Was uns Sorgen bereitet, sind die abstürzenden
Stimmungsindikatoren. Seit die Inflation Mitte 2021
in der breiten Öffentlichkeit ein Thema wurde, stürzt
der Consumer Confidence Index (CCI) von einem hohen
Niveau ab und bewegt sich nun tief im kontraktiven
Bereich (siehe Abb. 3).

Abb. 3: Consumer Confidence Index (CCI) ausgewählter Regionen/Länder
Quelle: OECD
Der Business Confidence Index (BCI) bewegt sich noch im expansiven Bereich über dem Wert 100, sinkt aber auch markant. Die beiden Indikatoren korrelieren in der Regel recht stark und haben eine zuverlässige Frühindikatorfunktion für die Industrie.
5. Konsumentenstimmung auch in den USA unter Druck
Auch in den USA ist die Konsumentenstimmung seit Mitte 2021 und dem Anstieg der Inflation stark gesunken, hat sich zuletzt aber auf tiefem Niveau stabilisiert. Der aktuelle Wert liegt allerdings weit unter demjenigen, wie er während des Höhepunktes der Corona-Krise gemessen wurde.

Abb. 4: Einzelhandelsumsatz in den USA
Quelle: OECD
Da die amerikanischen Privathaushalte im Durschnitt stärker in Aktien investiert sind als die europäischen, werden die stark sinkenden Aktienmärkte der letzten Wochen und Monate auch eine negative Auswirkung auf den amerikanischen Konsum haben.

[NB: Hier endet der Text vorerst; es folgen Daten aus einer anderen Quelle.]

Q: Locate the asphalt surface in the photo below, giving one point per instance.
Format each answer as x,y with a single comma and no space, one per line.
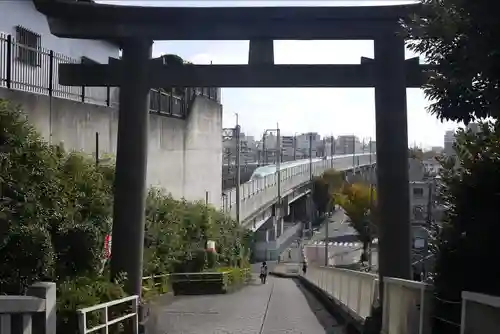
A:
280,306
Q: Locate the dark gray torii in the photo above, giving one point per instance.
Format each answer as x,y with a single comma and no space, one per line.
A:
136,27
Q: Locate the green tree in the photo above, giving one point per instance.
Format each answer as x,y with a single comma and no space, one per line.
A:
460,38
469,234
358,202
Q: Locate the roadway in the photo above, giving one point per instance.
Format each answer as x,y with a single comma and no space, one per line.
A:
280,306
344,246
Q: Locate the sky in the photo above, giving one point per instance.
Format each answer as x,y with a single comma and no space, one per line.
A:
328,111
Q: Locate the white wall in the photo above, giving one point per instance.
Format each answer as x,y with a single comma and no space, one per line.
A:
36,78
24,13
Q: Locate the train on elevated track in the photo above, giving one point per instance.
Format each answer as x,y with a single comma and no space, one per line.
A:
263,171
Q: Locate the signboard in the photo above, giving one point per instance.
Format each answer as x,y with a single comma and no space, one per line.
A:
211,246
107,246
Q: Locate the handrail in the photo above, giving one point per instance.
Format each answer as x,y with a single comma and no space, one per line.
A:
133,314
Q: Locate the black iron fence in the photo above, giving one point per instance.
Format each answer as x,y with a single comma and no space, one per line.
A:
35,70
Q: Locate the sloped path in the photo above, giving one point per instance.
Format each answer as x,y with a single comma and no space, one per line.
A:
280,306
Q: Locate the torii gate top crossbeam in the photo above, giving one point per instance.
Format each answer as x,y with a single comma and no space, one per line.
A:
97,21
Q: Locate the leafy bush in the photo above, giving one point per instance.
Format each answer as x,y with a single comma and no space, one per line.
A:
177,232
468,235
54,211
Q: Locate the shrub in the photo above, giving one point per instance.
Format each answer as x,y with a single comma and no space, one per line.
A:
55,207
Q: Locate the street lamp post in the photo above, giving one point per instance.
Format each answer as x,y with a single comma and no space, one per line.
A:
332,148
238,170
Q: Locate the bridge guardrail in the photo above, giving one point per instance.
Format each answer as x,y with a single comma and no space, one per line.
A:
259,192
407,304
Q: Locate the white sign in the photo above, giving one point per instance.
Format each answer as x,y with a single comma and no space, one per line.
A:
211,245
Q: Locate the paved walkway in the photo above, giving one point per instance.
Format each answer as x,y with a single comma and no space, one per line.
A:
278,307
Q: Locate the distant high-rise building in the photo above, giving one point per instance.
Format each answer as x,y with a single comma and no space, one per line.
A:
474,127
347,144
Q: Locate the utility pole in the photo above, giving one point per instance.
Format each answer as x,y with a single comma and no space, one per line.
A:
294,148
310,157
264,155
354,155
278,160
238,171
311,214
370,222
324,148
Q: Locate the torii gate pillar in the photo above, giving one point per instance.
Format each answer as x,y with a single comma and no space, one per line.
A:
392,157
131,165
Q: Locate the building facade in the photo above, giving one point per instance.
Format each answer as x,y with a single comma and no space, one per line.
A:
36,53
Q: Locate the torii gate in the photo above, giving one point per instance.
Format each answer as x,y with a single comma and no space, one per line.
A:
136,28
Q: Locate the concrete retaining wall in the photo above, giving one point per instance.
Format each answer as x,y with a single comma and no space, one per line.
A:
185,156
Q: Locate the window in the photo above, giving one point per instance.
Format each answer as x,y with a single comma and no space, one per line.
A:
418,192
418,212
87,60
28,45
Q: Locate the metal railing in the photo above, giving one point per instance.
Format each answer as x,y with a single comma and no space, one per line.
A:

Die Industrieproduktion hat sich in den USA nach dem tiefen Fall in der Anfangsphase der Pandemie nur sehr zögerlich erholt, gewann aber zuletzt wieder an Fahrt. Daran dürften nicht zuletzt die hohen Energiepreise einen Anteil haben, welche das Fracking wirtschaftlich wieder attraktiv machen. Je nach Quelle beschäftigt die amerikanische Shale-Gas-Industrie 500 000 bis etwa zwei Millionen Arbeiterinnen und Arbeiter. Auch die US-Erdgasförderung profitiert von der Ukrainekrise.
6. Fazit
Zusammenfassend lässt sich festhalten, dass die Realwirtschaft noch vom dynamischen Konsum und der starken Industrieproduktion in Europa und den USA profitiert. Die meisten Hersteller von Investitionsgütern verzeichnen weiterhin hohe Auftragsbestände. Behalten die Frühindikatoren recht, ist in den kommenden Monaten aber mit einer empfindlichen Abschwächung des Wirtschaftswachstums und damit auch der Nachfrage in der Industrie zu rechnen.